Sì, perché il concerto di Paola, che ho avuto ancora una volta il piacere di aprire con il mio mini-set acustico, era l'apice di una due-giorni di festeggiamenti in onore di San Nicola (decisamente uno dei santi più gettonati sul mercato, visto che, nonostante sia giustamente identificato con Bari e la con la chiesa a lui dedicata, viene festeggiato praticamente ovunque!). Allora io, avendo visto che lì, nel comune di San Salvo, celebravano San Nicola, non avevo resistito. Mi ero chiesto che ne fosse stato di San Salvo che, insomma, aveva pur sempre dato il nome alla cittadina, no?

Così avevo cominciato a fare domande in giro.

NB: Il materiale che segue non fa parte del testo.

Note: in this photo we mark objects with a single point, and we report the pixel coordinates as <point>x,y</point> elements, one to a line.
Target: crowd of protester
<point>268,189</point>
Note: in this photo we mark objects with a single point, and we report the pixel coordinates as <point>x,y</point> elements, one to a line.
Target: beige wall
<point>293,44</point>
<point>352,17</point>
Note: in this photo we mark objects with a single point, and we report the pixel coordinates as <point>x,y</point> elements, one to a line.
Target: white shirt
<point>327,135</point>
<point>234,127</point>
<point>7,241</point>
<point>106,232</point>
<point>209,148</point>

Mi avevano detto, innanzitutto, che il paesino si chiamava così perché probabilmente il monaco benedettino Salvius (poi promosso a santo, va da sé) aveva dato il nome al monastero che avevano costruito da quelle parti e, di conseguenza, il nucleo di case circostanti - poi diventato l'attuale comune - l'aveva ereditato. Va bene, avevo pensato. Ci può stare. Ma allora ci sarà anche una bella festa in suo onore, no?

No.

Il mio stupore era stato senza fine nello scoprire che né San Salvo, né San Nicola erano i santi patroni del paese. C'era un terzo santo, San Vitale!!

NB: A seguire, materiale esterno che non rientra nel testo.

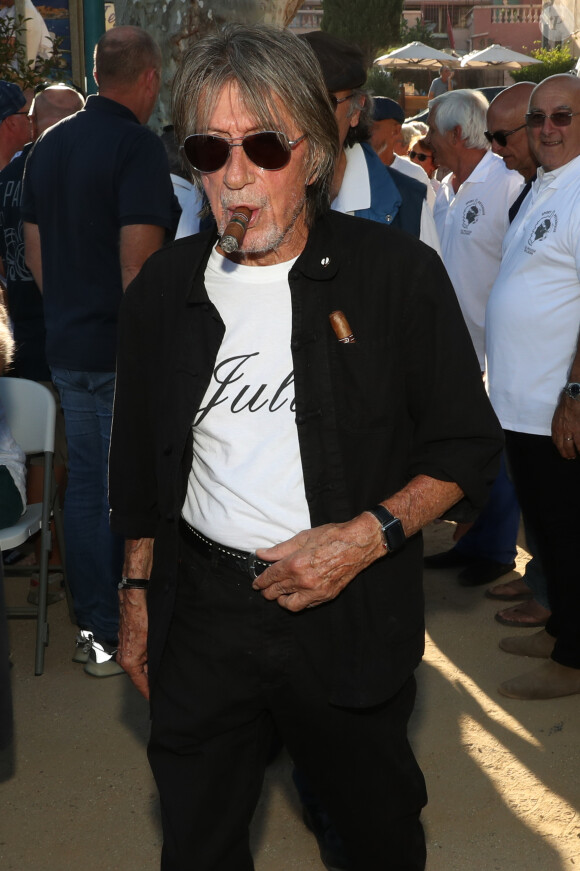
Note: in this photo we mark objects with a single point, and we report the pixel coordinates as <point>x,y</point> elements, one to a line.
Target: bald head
<point>555,141</point>
<point>122,55</point>
<point>52,105</point>
<point>506,118</point>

Le luci ai lati dell'Autostrada erano sempre di meno, ma io non le guardavo quasi più, perso in un'improvvisa riflessione: mi chiedevo se esitesse anche un rapporto strettamente matematico in quella famosa espressione del popolo di "santi, poeti e navigatori". Pensavo, cioè: per ogni santo di un paese ci devono essere UN poeta e UN navigatore? O i poeti e - soprattutto - i navigatori (che in un paese alle porte del mare come San Salvo, ad esempio, servono decisamente di più) sono calcolati con una formula di moltiplicazione? Perché, se il calcolo era esponenziale, con TRE santi ufficiali ci dovevano essere un mucchio di poeti, e di navigatori, da quelle parti.

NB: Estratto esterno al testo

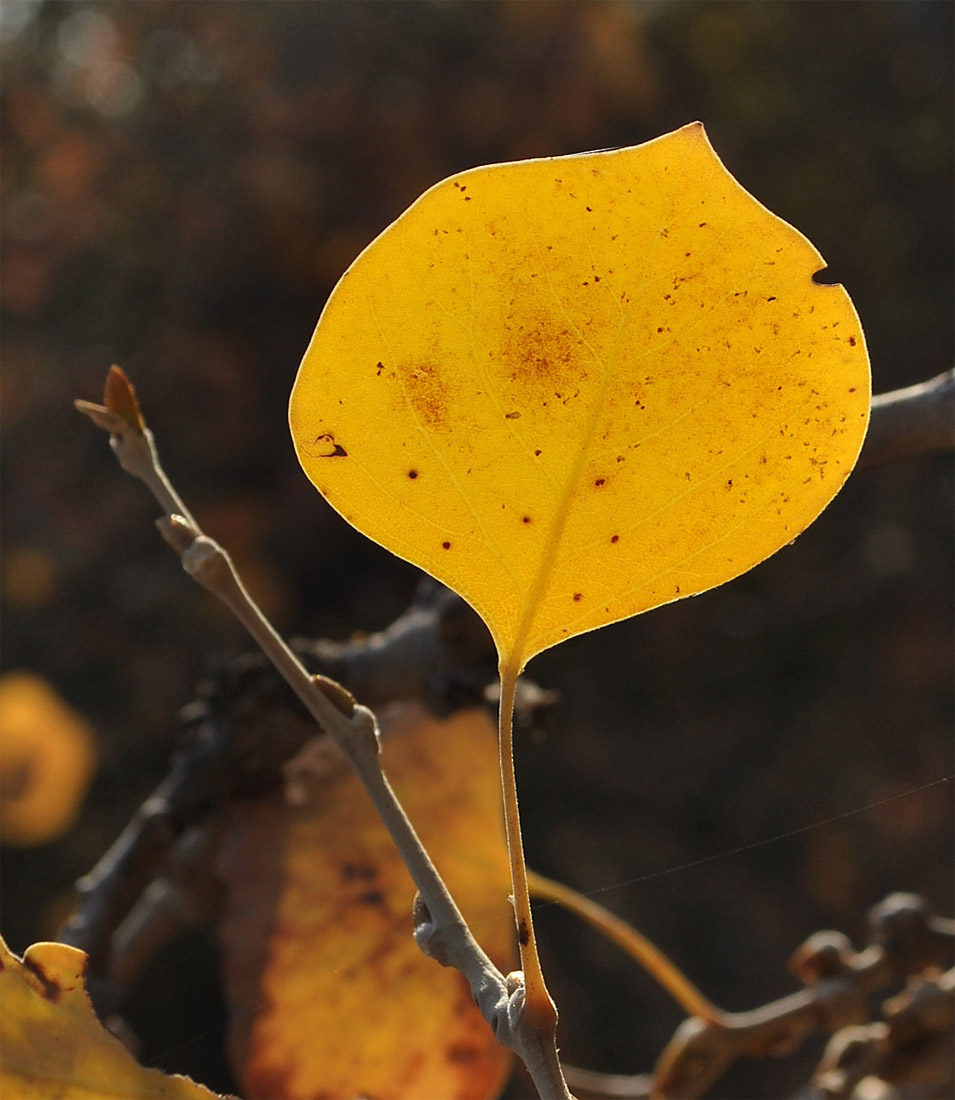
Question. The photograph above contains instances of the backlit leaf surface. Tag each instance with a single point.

Allora mi sono chiesto se io avessi umilmente contribuito, almeno per quella sera, a rimpinguare una delle tre categorie, magari aiutato dai versi di Kevin Young e Rick Moody, che mi accompagnano in "Overture" e "Pioggia di Stelle", due dei tre pezzi che compongono il mio set. E subito dopo ho pensato che di sicuro Paola, dopo di me, da esperta navigatrice di palchi e - soprattutto - di emozioni, aveva traghettato il pubblico con rotta ferma e sicura tra le onde delle sue canzoni. Insomma, tra me e lei il nostro apporto l'avevamo dato, magari anche solo metaforicamente, per provare a bilanciare il peso di tutti quei santi. Mi sentivo con la coscienza a posto. 

E poi, proprio sul più bello, mentre cominciavo a traslare l'innovativa formula appena scoperta sulla mia Caserta natia - in cerca non tanto di santi, quanto di poeti e navigatori - le luci dell'autostrada mi sono sembrate sparire.
O forse, probabilmente, dormivo. Già da un po'.